Olha só: nos últimos dois anos, nenhum assunto tomou os corredores acadêmicos com tanta velocidade quanto o uso de inteligência artificial na pesquisa e na escrita científica. E com razão.

As ferramentas ficaram mais potentes, mais acessíveis e mais difíceis de detectar. E as normas institucionais não acompanharam o ritmo. O resultado é que muitos pesquisadores, especialmente estudantes de pós-graduação, estão navegando em um território onde as regras ainda estão sendo escritas.

Isso não é desculpa para não pensar sobre o assunto. Na ausência de regras claras, o princípio orientador continua sendo o mesmo de sempre: integridade intelectual.

O que mudou e o que não mudou

O que mudou é que agora existem ferramentas capazes de gerar texto científico convincente, sintetizar literatura, sugerir hipóteses e até simular análises. O que não mudou é o fundamento da ética acadêmica: o conhecimento produzido deve ser genuinamente seu, as afirmações devem ser verificáveis, e a autoria deve refletir a contribuição intelectual real.

A IA muda a forma como algumas tarefas podem ser feitas. Não muda o que é honestidade intelectual.

O espectro do uso de IA na pesquisa

Existe uma diferença enorme entre os extremos do espectro. De um lado, usar o ChatGPT para gerar a sua seção de resultados inteira e apresentá-la como sua. Do outro, usar um corretor gramatical com IA para melhorar o inglês de um abstract que você escreveu.

Entre esses dois extremos, existe um território enorme de usos que merecem análise caso a caso.

Usos que são problemáticos

Usar IA para gerar dados, resultados ou interpretações sem declaração. Isso é fraude científica, não ética ambígua.

Usar IA para fabricar referências bibliográficas. Modelos de linguagem são notoriamente propensos a inventar referências que parecem reais mas não existem. Nunca use uma referência gerada por IA sem verificar a fonte original. Nunca.

Atribuir autoria à IA. Ferramentas de IA não podem ser autoras. Elas não têm responsabilidade intelectual sobre o que produzem. Autoria implica responsabilidade.

Usar IA para escrever partes substanciais do texto sem declaração, em contextos onde as normas exigem trabalho próprio. Isso vale especialmente para dissertações, teses e qualquer trabalho avaliado.

Usos que geralmente são aceitos com transparência

Usar IA para melhorar a fluidez do texto que você escreveu. Revisão de estilo, clareza, gramática e fluência são usos defensáveis quando o trabalho intelectual é genuinamente seu.

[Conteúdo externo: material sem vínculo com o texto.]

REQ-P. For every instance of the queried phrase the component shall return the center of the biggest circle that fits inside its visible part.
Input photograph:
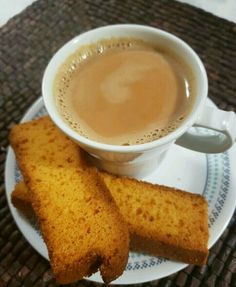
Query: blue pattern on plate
(217, 181)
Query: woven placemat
(27, 43)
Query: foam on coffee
(124, 91)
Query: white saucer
(210, 175)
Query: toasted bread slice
(162, 221)
(80, 222)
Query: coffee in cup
(124, 91)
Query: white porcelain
(140, 159)
(212, 175)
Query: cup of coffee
(126, 93)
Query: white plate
(210, 175)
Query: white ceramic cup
(139, 160)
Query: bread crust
(80, 222)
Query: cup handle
(223, 125)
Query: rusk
(80, 222)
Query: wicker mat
(27, 43)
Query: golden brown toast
(80, 222)
(162, 221)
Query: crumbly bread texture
(162, 221)
(20, 198)
(80, 222)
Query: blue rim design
(217, 181)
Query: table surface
(223, 8)
(29, 40)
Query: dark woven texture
(27, 43)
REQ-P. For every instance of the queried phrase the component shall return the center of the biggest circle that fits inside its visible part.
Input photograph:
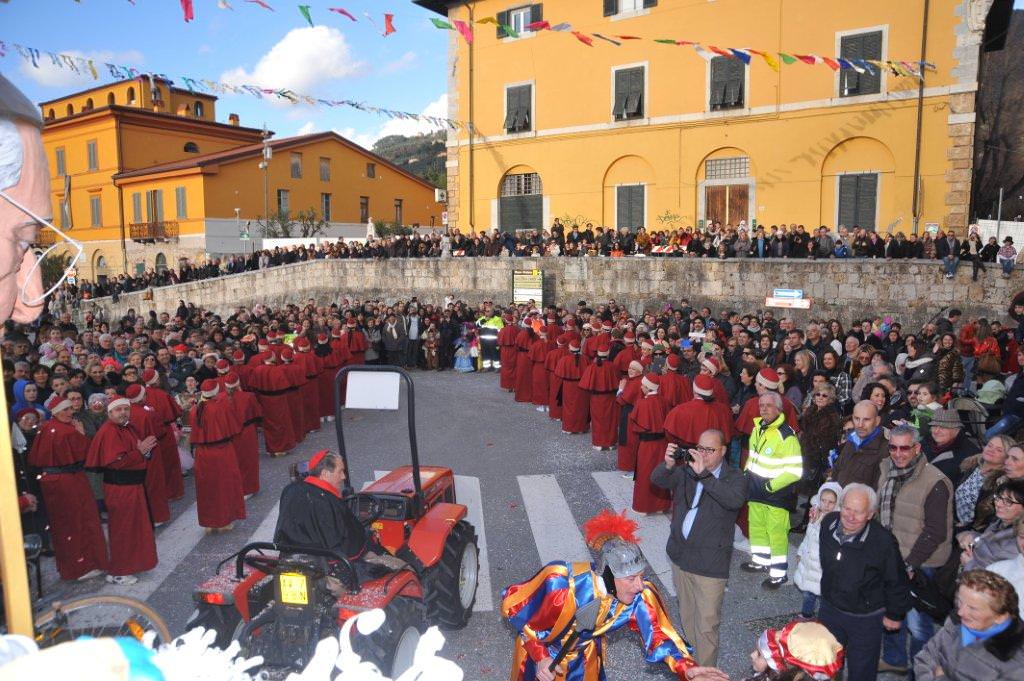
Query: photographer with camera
(707, 497)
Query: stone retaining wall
(912, 291)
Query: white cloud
(401, 64)
(303, 60)
(50, 75)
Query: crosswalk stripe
(653, 529)
(555, 529)
(467, 493)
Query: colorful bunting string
(81, 65)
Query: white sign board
(372, 390)
(790, 303)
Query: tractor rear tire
(448, 590)
(391, 646)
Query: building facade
(143, 174)
(651, 134)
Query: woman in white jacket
(808, 573)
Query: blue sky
(337, 59)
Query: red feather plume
(606, 525)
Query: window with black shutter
(726, 87)
(858, 200)
(856, 47)
(518, 109)
(629, 207)
(628, 101)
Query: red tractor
(279, 601)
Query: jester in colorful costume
(542, 610)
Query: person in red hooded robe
(121, 454)
(600, 381)
(684, 423)
(166, 413)
(554, 383)
(523, 366)
(58, 453)
(270, 383)
(647, 421)
(145, 422)
(629, 393)
(309, 392)
(218, 482)
(676, 388)
(576, 402)
(539, 375)
(509, 352)
(246, 442)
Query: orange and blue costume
(542, 610)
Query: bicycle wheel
(98, 615)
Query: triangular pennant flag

Usar ferramentas de IA para revisão de literatura. Elicit, Research Rabbit e Semantic Scholar são ferramentas projetadas para isso e têm sido amplamente usadas. O julgamento sobre a relevância e a qualidade dos artigos ainda é seu.

Usar IA para sintetizar artigos que você leu. Ferramentas que ajudam a resumir papers que você já identificou e avaliou são diferentes de ferramentas que fazem a busca e a avaliação por você.

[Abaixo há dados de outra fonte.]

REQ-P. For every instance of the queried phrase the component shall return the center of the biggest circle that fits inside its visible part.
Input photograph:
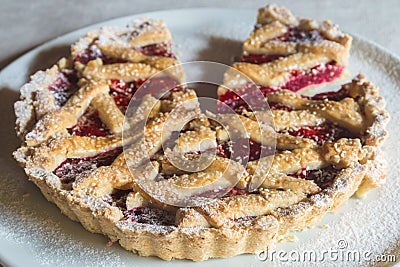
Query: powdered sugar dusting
(47, 234)
(373, 223)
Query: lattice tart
(71, 120)
(288, 52)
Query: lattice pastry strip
(280, 33)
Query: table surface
(26, 24)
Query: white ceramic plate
(33, 232)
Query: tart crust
(247, 219)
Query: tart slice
(288, 52)
(189, 184)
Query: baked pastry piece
(328, 148)
(110, 64)
(288, 52)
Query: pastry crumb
(289, 238)
(324, 226)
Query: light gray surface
(25, 24)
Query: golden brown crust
(314, 43)
(273, 198)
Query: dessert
(288, 52)
(85, 149)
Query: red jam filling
(89, 124)
(260, 58)
(64, 86)
(322, 177)
(319, 134)
(255, 150)
(318, 74)
(151, 216)
(69, 168)
(237, 191)
(93, 52)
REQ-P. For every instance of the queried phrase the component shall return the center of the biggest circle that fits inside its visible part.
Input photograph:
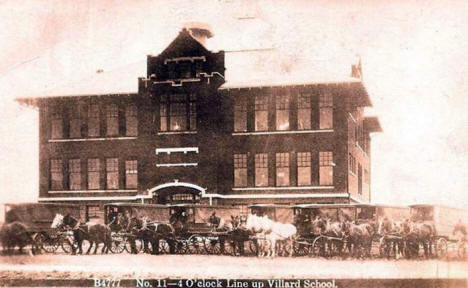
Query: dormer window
(178, 112)
(185, 69)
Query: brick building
(190, 133)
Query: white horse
(269, 233)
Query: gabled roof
(372, 124)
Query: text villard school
(195, 132)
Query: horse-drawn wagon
(203, 228)
(319, 228)
(441, 223)
(388, 221)
(135, 226)
(37, 218)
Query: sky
(413, 57)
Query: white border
(91, 139)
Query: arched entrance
(177, 192)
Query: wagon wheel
(195, 244)
(301, 247)
(384, 247)
(49, 245)
(66, 245)
(212, 245)
(138, 245)
(181, 246)
(319, 246)
(441, 247)
(253, 246)
(163, 246)
(117, 245)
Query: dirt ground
(62, 266)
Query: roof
(120, 204)
(245, 68)
(315, 205)
(372, 124)
(31, 204)
(274, 67)
(269, 205)
(203, 206)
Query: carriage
(38, 218)
(276, 212)
(195, 232)
(310, 242)
(443, 219)
(124, 240)
(387, 243)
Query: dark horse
(238, 235)
(150, 233)
(359, 238)
(93, 232)
(415, 234)
(16, 234)
(333, 232)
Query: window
(326, 168)
(304, 111)
(94, 169)
(178, 113)
(352, 163)
(282, 111)
(131, 174)
(56, 123)
(56, 174)
(326, 110)
(163, 113)
(240, 170)
(112, 120)
(76, 121)
(74, 176)
(182, 197)
(359, 179)
(185, 69)
(282, 169)
(261, 169)
(131, 122)
(240, 115)
(193, 111)
(112, 173)
(93, 120)
(304, 171)
(261, 113)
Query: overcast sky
(413, 55)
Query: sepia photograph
(233, 143)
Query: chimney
(200, 31)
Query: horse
(333, 231)
(415, 234)
(390, 233)
(238, 234)
(95, 233)
(359, 238)
(273, 233)
(16, 234)
(154, 232)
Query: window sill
(92, 139)
(92, 191)
(283, 132)
(176, 132)
(177, 165)
(282, 188)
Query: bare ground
(61, 266)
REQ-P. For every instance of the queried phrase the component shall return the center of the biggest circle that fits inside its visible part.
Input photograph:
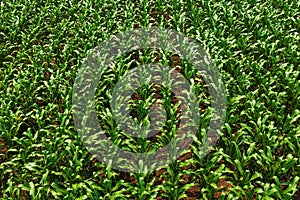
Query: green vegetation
(254, 44)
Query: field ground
(255, 46)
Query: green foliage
(254, 44)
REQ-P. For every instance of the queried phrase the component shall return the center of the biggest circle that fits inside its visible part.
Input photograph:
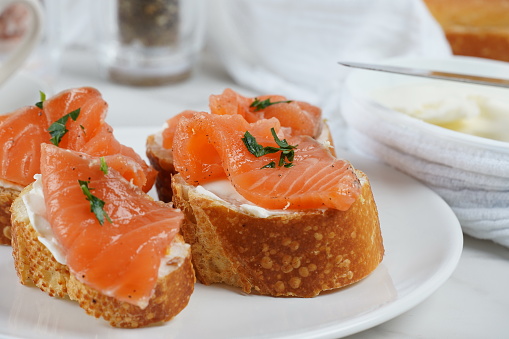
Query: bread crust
(293, 254)
(477, 28)
(162, 160)
(35, 263)
(7, 196)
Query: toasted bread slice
(162, 160)
(35, 263)
(7, 196)
(286, 254)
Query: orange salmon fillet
(23, 131)
(303, 118)
(209, 146)
(121, 258)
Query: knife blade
(472, 79)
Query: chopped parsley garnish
(104, 166)
(287, 151)
(262, 104)
(42, 96)
(57, 129)
(96, 204)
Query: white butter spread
(482, 112)
(223, 190)
(36, 210)
(11, 185)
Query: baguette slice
(473, 27)
(290, 254)
(7, 196)
(35, 263)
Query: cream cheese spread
(223, 190)
(11, 185)
(36, 210)
(483, 113)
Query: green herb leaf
(104, 166)
(57, 130)
(287, 150)
(253, 146)
(262, 104)
(42, 96)
(96, 204)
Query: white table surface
(473, 303)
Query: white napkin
(292, 47)
(474, 181)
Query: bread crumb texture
(34, 263)
(296, 254)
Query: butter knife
(472, 79)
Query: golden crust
(474, 27)
(295, 254)
(7, 196)
(34, 263)
(162, 160)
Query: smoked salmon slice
(209, 147)
(302, 117)
(121, 257)
(23, 131)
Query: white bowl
(471, 173)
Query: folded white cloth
(291, 47)
(473, 180)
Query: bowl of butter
(454, 137)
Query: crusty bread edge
(35, 263)
(299, 254)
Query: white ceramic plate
(423, 244)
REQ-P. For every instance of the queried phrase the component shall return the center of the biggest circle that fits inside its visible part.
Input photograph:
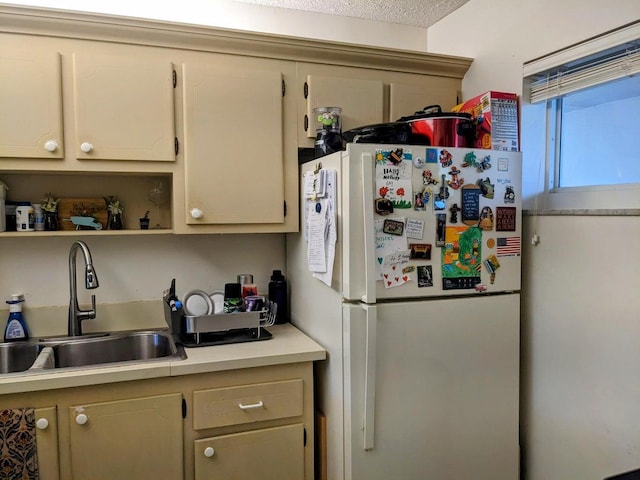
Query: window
(581, 124)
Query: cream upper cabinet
(30, 102)
(239, 167)
(268, 454)
(123, 107)
(138, 438)
(361, 98)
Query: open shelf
(132, 189)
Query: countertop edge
(288, 345)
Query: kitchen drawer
(221, 407)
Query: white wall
(257, 18)
(580, 321)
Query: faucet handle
(88, 314)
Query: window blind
(585, 65)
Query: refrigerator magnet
(421, 251)
(445, 159)
(441, 223)
(509, 194)
(427, 178)
(456, 180)
(470, 196)
(383, 206)
(393, 227)
(439, 200)
(454, 209)
(414, 228)
(505, 219)
(486, 187)
(425, 276)
(486, 219)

Usar IA para suporte à tradução ou revisão de inglês. DeepL, Grammarly e revisão por IA são amplamente usados. O texto final é de sua responsabilidade.

Como declarar o uso de IA

A declaração de uso de IA nos artigos está se tornando padrão. A COPE (Committee on Publication Ethics) e a maioria dos grandes periódicos já têm diretrizes. Geralmente, o que é esperado é uma declaração no manuscrito sobre como a IA foi usada e em que partes do processo.

Uma declaração típica pode dizer algo como: “ChatGPT (OpenAI) foi usado para revisar a fluência do texto em inglês na seção de discussão. Nenhuma ferramenta de IA foi usada para geração de conteúdo, análise de dados ou interpretação de resultados.”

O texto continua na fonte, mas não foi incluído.